Auch mit Wagner können die Gemeinsamkeiten (gegenseitiger Respekt war aber zweifellos vorhanden) kaum auf einen Nenner gebracht werden – wäre da nicht Mathilde Wesendonck, Wagners Muse aus seiner Zürcher Zeit, deren Gedichte er voller Inbrunst vertont hatte und als Studie zum TRISTAN betrachtete. Nachdem ihm Mathilde den Geldhahn (Wagner war aber auch ein gieriger, verschwenderischer Mensch …) zugedreht hatte, wandte sich die Mäzenin eben auch Brahms zu, versuchte mit ihren zum Teil kruden Dichtungen, Brahms zu deren Vertonung anzuregen, was gründlich misslang und letzten Endes auch zu einer Distanzierung des Meisters von Mathilde Wesendonck führte. Nun standen also die fünf Wesendonck-Lieder (in der Orchestrierung von Wagner – Nr. 5 – und Felix Mottl) am Ende dieses Konzerts. Als Solistin konnte man Dorothea Röschmann erleben, die voller Emphase und für meinen Geschmack etwas viel Vibrato in den Zyklus einstieg (DER ENGEL).
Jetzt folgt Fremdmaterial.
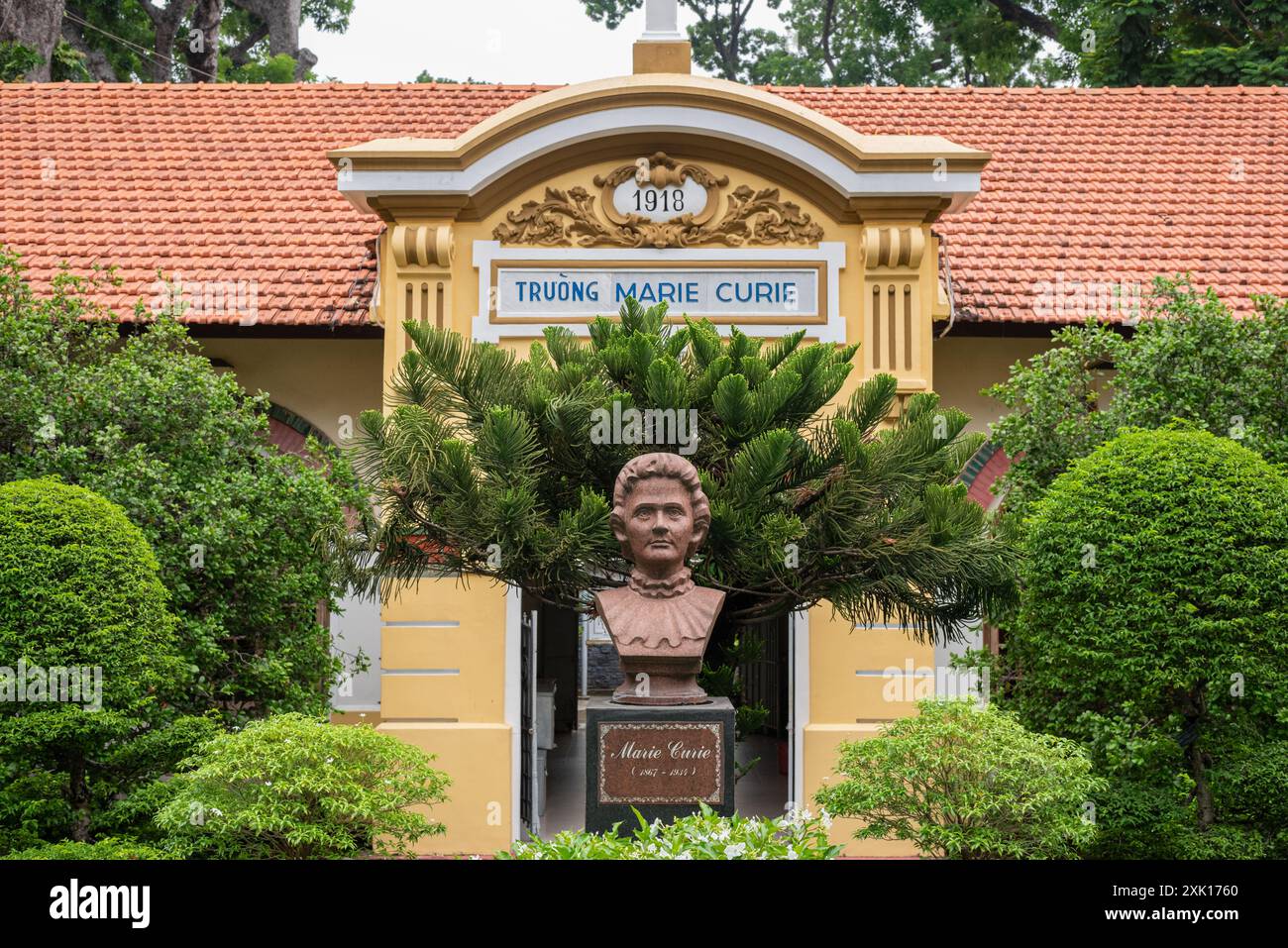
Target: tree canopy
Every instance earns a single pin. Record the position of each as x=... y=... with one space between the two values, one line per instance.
x=1151 y=630
x=986 y=42
x=163 y=40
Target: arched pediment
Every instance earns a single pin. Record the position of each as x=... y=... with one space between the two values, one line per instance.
x=469 y=175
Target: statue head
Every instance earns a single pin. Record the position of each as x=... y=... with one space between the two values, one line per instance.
x=660 y=513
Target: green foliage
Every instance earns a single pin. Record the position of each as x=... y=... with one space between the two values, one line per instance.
x=699 y=836
x=275 y=68
x=1117 y=43
x=88 y=651
x=874 y=42
x=151 y=425
x=494 y=467
x=1186 y=43
x=1153 y=630
x=123 y=35
x=107 y=848
x=1189 y=360
x=17 y=60
x=964 y=782
x=295 y=788
x=907 y=43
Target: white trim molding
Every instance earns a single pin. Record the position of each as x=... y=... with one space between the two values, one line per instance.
x=958 y=187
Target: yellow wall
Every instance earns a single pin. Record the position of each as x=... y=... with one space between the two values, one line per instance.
x=462 y=720
x=443 y=662
x=318 y=378
x=965 y=365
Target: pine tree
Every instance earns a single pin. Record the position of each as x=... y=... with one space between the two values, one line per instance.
x=492 y=466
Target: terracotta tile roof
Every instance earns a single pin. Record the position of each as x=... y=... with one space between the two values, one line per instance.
x=1113 y=185
x=231 y=183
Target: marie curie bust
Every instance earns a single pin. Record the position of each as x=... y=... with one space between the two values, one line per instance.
x=660 y=621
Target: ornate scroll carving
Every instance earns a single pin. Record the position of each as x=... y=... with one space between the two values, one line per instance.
x=571 y=217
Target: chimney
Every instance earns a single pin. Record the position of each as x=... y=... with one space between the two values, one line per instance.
x=662 y=48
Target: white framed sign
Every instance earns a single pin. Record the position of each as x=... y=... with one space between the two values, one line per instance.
x=767 y=291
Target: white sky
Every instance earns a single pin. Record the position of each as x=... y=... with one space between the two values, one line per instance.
x=513 y=42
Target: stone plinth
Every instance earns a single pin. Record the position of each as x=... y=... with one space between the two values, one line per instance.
x=661 y=760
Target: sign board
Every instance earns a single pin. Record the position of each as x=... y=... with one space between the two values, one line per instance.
x=765 y=291
x=665 y=763
x=747 y=292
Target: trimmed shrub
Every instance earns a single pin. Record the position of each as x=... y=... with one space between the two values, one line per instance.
x=964 y=782
x=1153 y=630
x=295 y=788
x=85 y=639
x=799 y=835
x=149 y=423
x=107 y=848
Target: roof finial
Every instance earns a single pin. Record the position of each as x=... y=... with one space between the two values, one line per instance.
x=662 y=48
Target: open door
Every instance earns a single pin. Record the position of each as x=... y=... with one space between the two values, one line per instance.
x=529 y=817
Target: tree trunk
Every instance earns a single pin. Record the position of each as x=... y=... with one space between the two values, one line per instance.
x=204 y=60
x=77 y=796
x=165 y=22
x=1194 y=707
x=282 y=18
x=37 y=25
x=1198 y=762
x=94 y=59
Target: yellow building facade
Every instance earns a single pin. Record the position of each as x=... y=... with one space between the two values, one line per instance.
x=580 y=180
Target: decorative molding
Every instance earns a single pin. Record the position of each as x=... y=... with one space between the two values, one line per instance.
x=660 y=171
x=423 y=245
x=893 y=247
x=570 y=218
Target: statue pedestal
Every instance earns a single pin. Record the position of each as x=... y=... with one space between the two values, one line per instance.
x=661 y=760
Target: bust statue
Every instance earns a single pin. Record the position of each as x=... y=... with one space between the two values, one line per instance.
x=660 y=621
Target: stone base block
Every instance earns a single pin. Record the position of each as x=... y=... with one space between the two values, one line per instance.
x=661 y=762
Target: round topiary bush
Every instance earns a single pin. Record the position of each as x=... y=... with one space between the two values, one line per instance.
x=85 y=639
x=1153 y=623
x=964 y=782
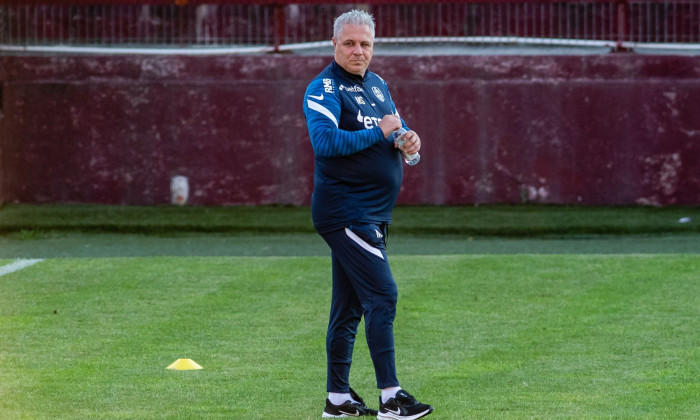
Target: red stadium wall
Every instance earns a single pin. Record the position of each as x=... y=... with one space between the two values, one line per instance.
x=617 y=129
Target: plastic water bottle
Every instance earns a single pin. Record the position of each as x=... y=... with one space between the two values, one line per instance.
x=397 y=136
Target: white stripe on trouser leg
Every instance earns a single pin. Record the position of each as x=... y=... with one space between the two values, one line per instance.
x=363 y=244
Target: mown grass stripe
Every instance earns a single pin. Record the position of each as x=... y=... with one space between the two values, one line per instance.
x=17 y=265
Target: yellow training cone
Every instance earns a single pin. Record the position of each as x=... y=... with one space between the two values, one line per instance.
x=184 y=364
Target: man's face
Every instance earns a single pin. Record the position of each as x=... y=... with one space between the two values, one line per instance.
x=354 y=48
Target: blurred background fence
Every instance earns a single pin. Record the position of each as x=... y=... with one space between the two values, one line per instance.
x=281 y=25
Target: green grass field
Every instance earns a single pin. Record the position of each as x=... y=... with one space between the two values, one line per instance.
x=497 y=334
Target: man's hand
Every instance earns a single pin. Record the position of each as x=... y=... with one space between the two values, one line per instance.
x=412 y=143
x=389 y=124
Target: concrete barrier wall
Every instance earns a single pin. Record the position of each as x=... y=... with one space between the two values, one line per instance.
x=617 y=129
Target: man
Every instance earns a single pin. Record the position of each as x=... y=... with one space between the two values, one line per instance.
x=358 y=172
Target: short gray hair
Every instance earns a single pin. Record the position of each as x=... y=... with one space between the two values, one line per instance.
x=353 y=17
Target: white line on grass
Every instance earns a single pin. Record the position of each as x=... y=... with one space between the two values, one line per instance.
x=17 y=265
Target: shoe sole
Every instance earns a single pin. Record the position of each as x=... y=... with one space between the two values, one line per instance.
x=390 y=416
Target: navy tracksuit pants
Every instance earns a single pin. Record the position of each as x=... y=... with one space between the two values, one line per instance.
x=362 y=285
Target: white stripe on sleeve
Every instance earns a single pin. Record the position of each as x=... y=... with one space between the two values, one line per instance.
x=323 y=110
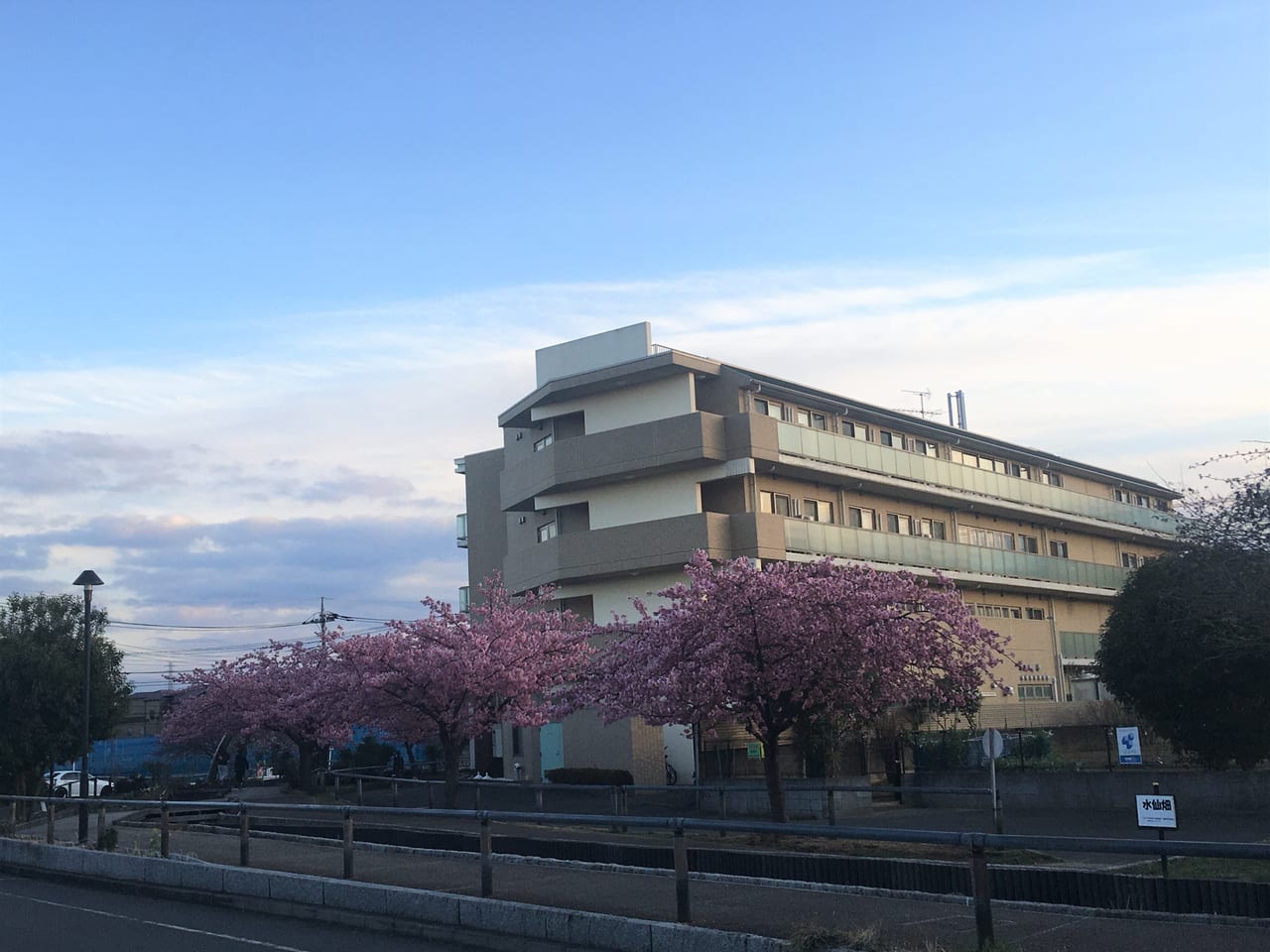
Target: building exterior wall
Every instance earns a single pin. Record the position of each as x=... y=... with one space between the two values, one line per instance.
x=622 y=463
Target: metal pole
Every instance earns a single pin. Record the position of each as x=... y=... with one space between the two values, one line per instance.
x=348 y=843
x=87 y=743
x=164 y=834
x=486 y=860
x=979 y=885
x=1164 y=853
x=244 y=837
x=683 y=907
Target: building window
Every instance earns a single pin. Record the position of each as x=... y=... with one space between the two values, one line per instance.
x=769 y=408
x=861 y=518
x=817 y=511
x=776 y=503
x=988 y=538
x=1035 y=692
x=810 y=417
x=931 y=529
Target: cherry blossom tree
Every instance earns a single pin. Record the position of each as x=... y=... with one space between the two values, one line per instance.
x=289 y=690
x=793 y=642
x=457 y=675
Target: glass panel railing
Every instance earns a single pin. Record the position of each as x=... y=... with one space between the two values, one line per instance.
x=855 y=453
x=844 y=542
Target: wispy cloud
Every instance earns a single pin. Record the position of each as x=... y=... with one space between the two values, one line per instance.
x=254 y=483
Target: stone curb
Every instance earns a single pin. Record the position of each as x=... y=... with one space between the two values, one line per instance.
x=498 y=919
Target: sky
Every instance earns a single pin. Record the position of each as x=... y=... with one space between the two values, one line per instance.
x=268 y=268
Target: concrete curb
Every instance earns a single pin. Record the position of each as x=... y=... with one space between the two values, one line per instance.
x=363 y=901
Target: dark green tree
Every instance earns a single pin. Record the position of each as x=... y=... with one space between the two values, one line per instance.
x=1187 y=645
x=42 y=685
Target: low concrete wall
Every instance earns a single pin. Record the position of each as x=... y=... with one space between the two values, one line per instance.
x=1109 y=791
x=804 y=801
x=359 y=898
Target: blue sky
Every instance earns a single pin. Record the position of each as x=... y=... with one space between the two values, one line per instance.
x=267 y=268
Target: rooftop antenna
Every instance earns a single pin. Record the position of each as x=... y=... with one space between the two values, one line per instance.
x=922 y=397
x=960 y=411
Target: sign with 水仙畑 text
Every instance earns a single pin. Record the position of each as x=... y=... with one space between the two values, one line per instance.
x=1157 y=811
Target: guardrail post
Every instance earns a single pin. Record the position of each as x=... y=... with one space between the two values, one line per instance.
x=979 y=885
x=683 y=907
x=348 y=844
x=486 y=860
x=164 y=833
x=244 y=837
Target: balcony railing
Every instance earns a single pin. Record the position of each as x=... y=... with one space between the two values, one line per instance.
x=865 y=544
x=858 y=454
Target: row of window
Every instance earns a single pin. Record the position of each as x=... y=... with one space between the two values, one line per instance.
x=783 y=504
x=1035 y=615
x=1123 y=495
x=1037 y=692
x=817 y=420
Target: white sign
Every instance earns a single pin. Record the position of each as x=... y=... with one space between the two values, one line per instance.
x=992 y=743
x=1129 y=746
x=1157 y=811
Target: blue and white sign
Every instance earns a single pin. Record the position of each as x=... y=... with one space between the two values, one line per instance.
x=1129 y=746
x=1157 y=812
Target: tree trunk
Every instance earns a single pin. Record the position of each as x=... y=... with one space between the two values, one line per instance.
x=449 y=752
x=772 y=775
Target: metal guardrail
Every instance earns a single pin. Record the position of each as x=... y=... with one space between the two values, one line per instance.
x=976 y=843
x=620 y=794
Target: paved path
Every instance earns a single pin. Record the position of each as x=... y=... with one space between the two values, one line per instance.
x=735 y=906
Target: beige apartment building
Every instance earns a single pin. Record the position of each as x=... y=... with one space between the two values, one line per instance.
x=629 y=456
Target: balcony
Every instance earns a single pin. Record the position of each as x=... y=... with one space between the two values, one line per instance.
x=642 y=449
x=869 y=546
x=644 y=546
x=870 y=457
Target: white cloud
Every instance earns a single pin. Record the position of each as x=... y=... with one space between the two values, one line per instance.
x=277 y=466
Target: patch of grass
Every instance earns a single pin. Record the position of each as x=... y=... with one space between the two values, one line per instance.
x=816 y=938
x=1206 y=869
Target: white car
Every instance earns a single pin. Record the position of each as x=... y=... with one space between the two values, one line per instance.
x=66 y=784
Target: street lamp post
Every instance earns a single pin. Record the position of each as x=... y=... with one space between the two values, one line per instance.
x=87 y=579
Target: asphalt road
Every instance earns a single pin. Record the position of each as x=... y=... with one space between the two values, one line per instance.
x=55 y=916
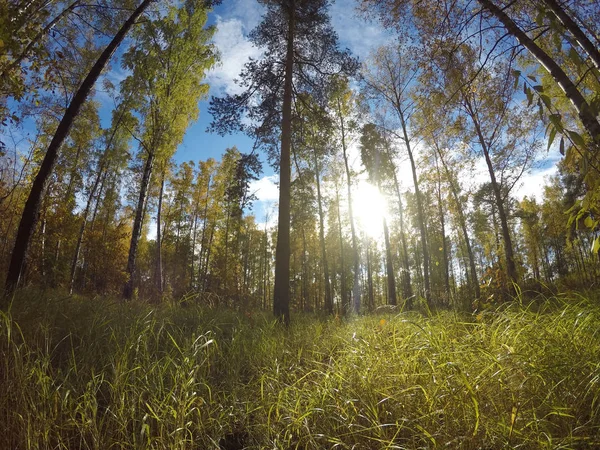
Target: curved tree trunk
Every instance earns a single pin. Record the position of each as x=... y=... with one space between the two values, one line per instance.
x=32 y=206
x=584 y=111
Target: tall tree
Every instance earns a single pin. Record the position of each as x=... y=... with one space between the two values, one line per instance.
x=168 y=64
x=300 y=55
x=32 y=206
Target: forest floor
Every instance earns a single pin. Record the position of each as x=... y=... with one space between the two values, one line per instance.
x=97 y=374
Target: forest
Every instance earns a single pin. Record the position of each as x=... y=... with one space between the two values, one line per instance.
x=426 y=275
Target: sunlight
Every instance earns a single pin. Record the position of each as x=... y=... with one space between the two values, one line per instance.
x=369 y=207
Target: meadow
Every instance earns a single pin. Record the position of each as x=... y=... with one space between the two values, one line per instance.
x=95 y=373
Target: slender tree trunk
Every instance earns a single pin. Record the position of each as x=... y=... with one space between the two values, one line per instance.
x=343 y=286
x=370 y=276
x=420 y=214
x=137 y=227
x=44 y=31
x=328 y=297
x=585 y=112
x=281 y=299
x=158 y=276
x=406 y=284
x=463 y=224
x=32 y=206
x=577 y=32
x=356 y=287
x=443 y=226
x=391 y=281
x=511 y=269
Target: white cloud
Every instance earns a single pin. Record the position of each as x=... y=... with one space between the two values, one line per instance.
x=235 y=49
x=357 y=33
x=266 y=188
x=532 y=184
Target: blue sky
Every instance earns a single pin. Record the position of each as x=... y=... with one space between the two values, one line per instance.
x=234 y=20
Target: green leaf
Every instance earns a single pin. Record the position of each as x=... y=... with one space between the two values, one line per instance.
x=576 y=138
x=574 y=57
x=555 y=119
x=552 y=136
x=517 y=75
x=562 y=146
x=546 y=100
x=529 y=95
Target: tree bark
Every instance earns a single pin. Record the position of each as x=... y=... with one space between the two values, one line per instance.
x=463 y=226
x=281 y=292
x=356 y=287
x=328 y=297
x=31 y=210
x=577 y=32
x=391 y=281
x=584 y=111
x=511 y=269
x=137 y=227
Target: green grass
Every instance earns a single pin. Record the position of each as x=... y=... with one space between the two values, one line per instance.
x=95 y=374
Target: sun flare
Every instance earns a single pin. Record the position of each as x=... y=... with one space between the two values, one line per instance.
x=369 y=208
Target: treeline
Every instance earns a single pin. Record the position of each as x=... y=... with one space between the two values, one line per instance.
x=454 y=92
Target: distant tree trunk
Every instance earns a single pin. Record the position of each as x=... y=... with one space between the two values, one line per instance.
x=406 y=283
x=356 y=287
x=343 y=286
x=391 y=281
x=511 y=269
x=463 y=225
x=443 y=226
x=370 y=276
x=328 y=297
x=420 y=214
x=281 y=293
x=158 y=280
x=32 y=206
x=137 y=227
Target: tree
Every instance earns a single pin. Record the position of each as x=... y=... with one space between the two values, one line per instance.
x=388 y=81
x=300 y=56
x=168 y=64
x=31 y=210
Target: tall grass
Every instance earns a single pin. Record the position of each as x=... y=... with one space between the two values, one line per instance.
x=95 y=374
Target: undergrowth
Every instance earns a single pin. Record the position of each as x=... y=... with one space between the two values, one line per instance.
x=97 y=374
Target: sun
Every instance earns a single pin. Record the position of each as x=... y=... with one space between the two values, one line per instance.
x=369 y=208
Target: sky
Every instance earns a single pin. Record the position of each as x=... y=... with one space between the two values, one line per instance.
x=234 y=20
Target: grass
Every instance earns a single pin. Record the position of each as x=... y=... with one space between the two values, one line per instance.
x=95 y=374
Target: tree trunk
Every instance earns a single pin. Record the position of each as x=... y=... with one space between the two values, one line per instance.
x=391 y=281
x=343 y=286
x=137 y=227
x=17 y=61
x=511 y=269
x=585 y=112
x=158 y=276
x=356 y=287
x=281 y=293
x=32 y=206
x=463 y=225
x=328 y=297
x=406 y=284
x=420 y=215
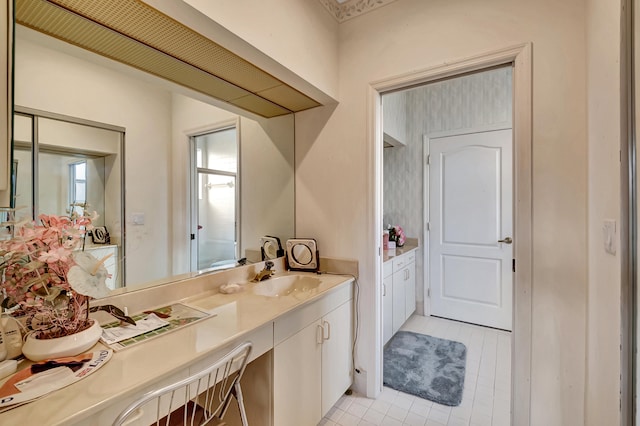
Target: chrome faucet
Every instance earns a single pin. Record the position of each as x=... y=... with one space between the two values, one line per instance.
x=266 y=272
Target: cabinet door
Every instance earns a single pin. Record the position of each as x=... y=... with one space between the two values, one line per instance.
x=399 y=301
x=410 y=290
x=297 y=378
x=387 y=309
x=336 y=355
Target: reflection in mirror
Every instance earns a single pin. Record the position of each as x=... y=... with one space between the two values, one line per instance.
x=158 y=119
x=216 y=190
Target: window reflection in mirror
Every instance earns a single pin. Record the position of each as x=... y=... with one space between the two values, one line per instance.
x=216 y=213
x=65 y=167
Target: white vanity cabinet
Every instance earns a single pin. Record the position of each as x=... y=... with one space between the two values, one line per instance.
x=403 y=292
x=312 y=359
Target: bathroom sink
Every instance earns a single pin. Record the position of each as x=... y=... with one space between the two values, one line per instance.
x=286 y=285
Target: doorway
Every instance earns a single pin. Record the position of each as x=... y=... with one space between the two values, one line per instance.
x=521 y=59
x=215 y=196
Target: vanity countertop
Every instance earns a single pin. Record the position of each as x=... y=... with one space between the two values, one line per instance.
x=233 y=316
x=388 y=255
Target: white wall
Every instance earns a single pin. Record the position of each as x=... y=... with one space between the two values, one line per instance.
x=334 y=160
x=602 y=400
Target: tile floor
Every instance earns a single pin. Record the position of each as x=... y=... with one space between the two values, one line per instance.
x=486 y=398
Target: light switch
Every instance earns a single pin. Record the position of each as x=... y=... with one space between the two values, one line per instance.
x=609 y=234
x=137 y=218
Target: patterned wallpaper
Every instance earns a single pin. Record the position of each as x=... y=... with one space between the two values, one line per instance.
x=348 y=9
x=462 y=103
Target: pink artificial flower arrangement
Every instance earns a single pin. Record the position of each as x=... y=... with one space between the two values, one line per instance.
x=396 y=233
x=48 y=278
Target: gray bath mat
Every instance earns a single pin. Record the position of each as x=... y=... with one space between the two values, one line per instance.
x=425 y=366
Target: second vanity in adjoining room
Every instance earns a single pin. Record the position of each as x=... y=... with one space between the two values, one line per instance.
x=299 y=366
x=398 y=287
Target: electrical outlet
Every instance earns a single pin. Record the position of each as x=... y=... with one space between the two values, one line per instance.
x=609 y=236
x=137 y=218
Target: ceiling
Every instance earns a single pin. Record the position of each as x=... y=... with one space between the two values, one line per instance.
x=343 y=10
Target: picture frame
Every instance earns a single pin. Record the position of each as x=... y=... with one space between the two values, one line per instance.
x=100 y=235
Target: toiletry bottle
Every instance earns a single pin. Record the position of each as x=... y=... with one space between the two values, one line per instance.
x=3 y=345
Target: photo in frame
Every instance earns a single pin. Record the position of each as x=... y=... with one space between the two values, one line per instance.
x=100 y=235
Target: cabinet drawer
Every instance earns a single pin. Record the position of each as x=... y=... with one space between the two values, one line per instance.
x=410 y=257
x=403 y=260
x=289 y=324
x=387 y=268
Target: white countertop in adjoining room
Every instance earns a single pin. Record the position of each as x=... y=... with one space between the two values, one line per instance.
x=132 y=369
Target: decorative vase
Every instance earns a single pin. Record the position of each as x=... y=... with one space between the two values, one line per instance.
x=74 y=344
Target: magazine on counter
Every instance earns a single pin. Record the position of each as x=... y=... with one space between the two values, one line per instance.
x=42 y=378
x=149 y=324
Im zweiten Lied STEHE STILL wirkte sie zu Beginn fokussierter, doch erneut störte mich persönlich das Vibrato in den leiseren Passagen. Highlights waren in allen Liedern jedoch die Orchesterbegleitung und vor allem die eindringlichen, zauberhaften orchestralen Nachspiele. Sehr schön gelang der Sopranistin IM TREIBHAUS, dieser wunderbaren Tristan-Studie, welche sie mit großem Atem interpretierte. Das Nachspiel war dermaßen schön, wie nicht von dieser Welt. Den vokalen Höhepunkt setzte Frau Röschmann mit SCHMERZEN – hier passte ihre dunkel timbrierte Stimme mit dem hochdramatischen Aplomb hervorragend. Das Schlusslied TRÄUME war für meinen Geschmack wieder ein wenig zu affektiert und zu grell interpretiert, das mag ich persönlich gerne etwas runder intoniert. Nichtsdestotrotz verfehlen die Wesendonck-Lieder aus Wagners Feder ihre Wirkung auf den Zuhörer nie, vor allem wenn sie vom Orchester so sinnlich interpretiert werden.